Он горячился, в какое-то мгновение ему показалось даже, что собеседник самым бесчестным образом пытается увильнуть в сторону.
– В определенной степени – да. Но знаете, иногда есть нечто более важное, чем пресловутая справедливость.
– Не согласен. Надо подумать о семье.
– Именно так, я как раз и имел в виду семью, – без промедления ответил собеседник.
Это возражение показалось Калгари несусветной чепухой! Потому что, если кто-то подумал о семье…
Однако ход его мысли нарушил тот же самый приятный и спокойный голос:
– Предоставляю вам самому во всем разобраться, доктор Калгари. Поступайте как знаете.
Под днищем лодки зашуршала земля. Рубикон перейден.
С мягким выговором, свойственным жителям западной части Англии, лодочник произнес:
– С вас четыре пенса, сэр, или вы еще поедете назад?
– Не поеду, назад дороги нет, – несколько высокопарно отозвался Калгари и, расплатившись с лодочником, поинтересовался: – Вам знаком дом под названием «Солнечное гнездышко»?
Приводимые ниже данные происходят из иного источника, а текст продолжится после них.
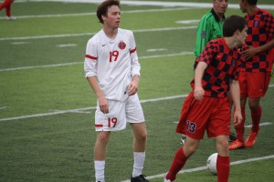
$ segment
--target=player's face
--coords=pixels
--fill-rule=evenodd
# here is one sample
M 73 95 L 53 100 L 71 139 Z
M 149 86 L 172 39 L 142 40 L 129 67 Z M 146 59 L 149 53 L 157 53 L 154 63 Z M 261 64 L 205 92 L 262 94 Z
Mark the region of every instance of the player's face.
M 120 25 L 121 11 L 117 5 L 111 5 L 108 9 L 108 15 L 102 15 L 104 25 L 111 28 L 118 28 Z
M 240 0 L 239 1 L 239 6 L 240 6 L 240 9 L 241 9 L 242 13 L 247 13 L 245 0 Z
M 238 33 L 238 46 L 242 46 L 245 44 L 246 38 L 248 36 L 248 25 L 245 26 L 245 28 Z
M 218 15 L 224 15 L 227 9 L 228 0 L 214 0 L 213 8 Z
В глазах у старика блеснуло любопытство.
– Хм, конечно. Вон там вверху справа, за деревьями. Подниметесь на холм и вправо по новой дороге через строящийся поселок. Их дом последний, в самом конце.
– Благодарю вас.
– Вы сказали «Солнечное гнездышко», сэр? Где миссис Эрджайл…
– Да, да, – перебил его Калгари. Не хотелось говорить на эту тему. – «Солнечное гнездышко».
Странная усмешка искривила губы лодочника, напомнившего вдруг собой старого хитрого фавна.
– Так она назвала дом… во время войны. Дом новый, только что построен… и названия у него не было. А земля, где его построили… лес кругом… «Змеиное гнездышко», вот так! Но «Змеиное гнездышко» не для нее… не для ее дома название. Назвали «Солнечное гнездышко», как она захотела. А мы-то его по-прежнему «Змеиным гнездышком» зовем.
Калгари поблагодарил старика, пожелал ему доброго вечера и начал подниматься на холм. Обитатели поселка уже разбрелись по домам, но Калгари чудилось, будто невидимые глаза пристально разглядывают его сквозь окна коттеджей; все следят за ним, видно, знают, куда он идет. И шепчутся: «Он идет в „Змеиное гнездышко“…»
«Змеиное гнездышко». Какое ужасное, но точное название… острое, как зубы змеи.
Он решительно отогнал терзавшие его мысли. Надо взять себя в руки, надо тщательно обдумать, что он собирается сказать…
Калгари прошел в конец новой красивой улицы, по обеим сторонам которой находились новые красивые дома. При каждом доме был свой сад площадью восемь акров. Вьюнки, хризантемы, розы, герани – самые разнообразные цветы свидетельствовали о личных вкусах владельцев.